I myself spent some time this afternoon thinking about how intelligence could have possibly evolved, using principles of natural selection, and gene ‘fitness’. The basic premis of this theory is traits which allow you to survive and therefore breed will be favoured, and inherited. I am going to suggest now how our intelligence could have evolved in this way, and what questions it raises for the field of AI.
- Humans evolution is generally considered to have occurred at a time of unpredictable change. The world as a whole was less stable, weather more erratic, situations more variable. Also, remains of early species have been found mostly in Africa, an open bush savannah, which would have contained a lot of large predators and been a fairly challenging environment in which to live.
- Therefore, the more knowledge they have about the world around them, the more likely individuals are able to cope (the more ‘adaptive’ they are), and the more likely to breed. By knowledge, I include base instincts which individuals are born with, and facts and information learnt during their life. This does not mean intelligence, it just means learning, and a good memory. Rats, and dogs, and all kinds of animals show this behaviour, but yet we do not think this means they are intelligent in the way we are.
- If knowledge is a benefit, selection pressures favour having more knowledge. The first species of human, Homo habilis, had a brain 30% larger than the bipedal ape from which it was orginally descended – this could indicate a larger store for knowledge than previous species. What also made humans different is their predisposition to form a complex communication -language- which meant that more knowledge could be obtained, and faster. Going back to chimps and dolphins; we consider them more intelligent than cats or dogs, or maybe gibbons and sharks. One of the major differences is that dolphins and chimps appear to have rudiments of language.
- However, if individuals have too much knowledge with no way to access the bits they need quick enough, then selection will not favour them. If it takes you too long to recall that the animal over there is dangerous, then you end up dead.
- So , succesful individuals either need to have a limited amount of knowledge , or a way of managing and sorting the knowledge they do have – which could lead to emergence of intelligence as an adaptive mechanism. Interestingly enough, the more recent human species, Homo sapiens neandertalenis, had a larger brain capacity than the modern human (Homo sapiens sapiens). However, this was with smaller speech centers and forebrain – the brain regions associated with language and intelligent control. Both these species are thought to have existed at the same time, but could it be possible that Neanderthals were evolved in the direction of more(but limited) knowledge capacity with less developed intelligence? Certainly, the tools they used did not change very much over the life time of the species, in comparison to the rapid advances made in technology by early modern humans.
So, intelligence may have occured through evolution. It certainly occurred somehow, and evolution seems a good idea, especially since there is a difference between the brain, mind and behaviour between closely related human species, as well as other species. But what does all this mean for AI? Anything at all?
It could be that complex communication and interaction between individuals is an important factor in being intelligent. If I had been raised in a box completely cut off from other humans, would I have any intelligence? It could be that intelligence is indeed an adaptive mechanism acquired by evolution – in which case it is likely to be very complex, messy, and hard to unravel.

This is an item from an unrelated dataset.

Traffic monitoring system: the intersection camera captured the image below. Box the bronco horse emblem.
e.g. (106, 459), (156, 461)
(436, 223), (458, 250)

In a way, it would be reminiscent of computer legacy systems; it may look like there is a lot of redundant code in these computers, but yet no-one is sure exactly how the core works, and what will happen if seemingly unused bits of code were to be removed. If indeed the ‘code’ for intelligence is in anyway equivalent to this, will we ever be able to unravel it all? Conversely, if we manage to ‘evolve’ code into a mind, or an intelligence, will we understand what we have done?
Strong AI enthusiasts may argue that everything mentioned in my evolutionary theory could concievable be modeled on a computer – data acquistion, storage, memory, operating systems. Yes, it is quite east to express our intelligence in this way. However, there seems to be a big difference between talking about it, and actually managing to build it.
Neural network systems and principles of connectionism point towards systems which can learn, and therfore maybe be built into something similar to our minds. The big problem with these set-ups though, is that once the system has been taught, we do not know anything about what is going on between inputs and outputs. This means that changing the knowledge it contains requires a complete repeat of the learning process.
Problems may look like they are easily converted to computer programs, but this is often because we work on over simplifications. Again, one thing a computer program needs is a detailed description. The only thing we have, and know for certain, is that our mind has intelligence.
Trying to build strong AI without first studying and observing our own intelligence is like trying to build a plane without ever having looked at a bird.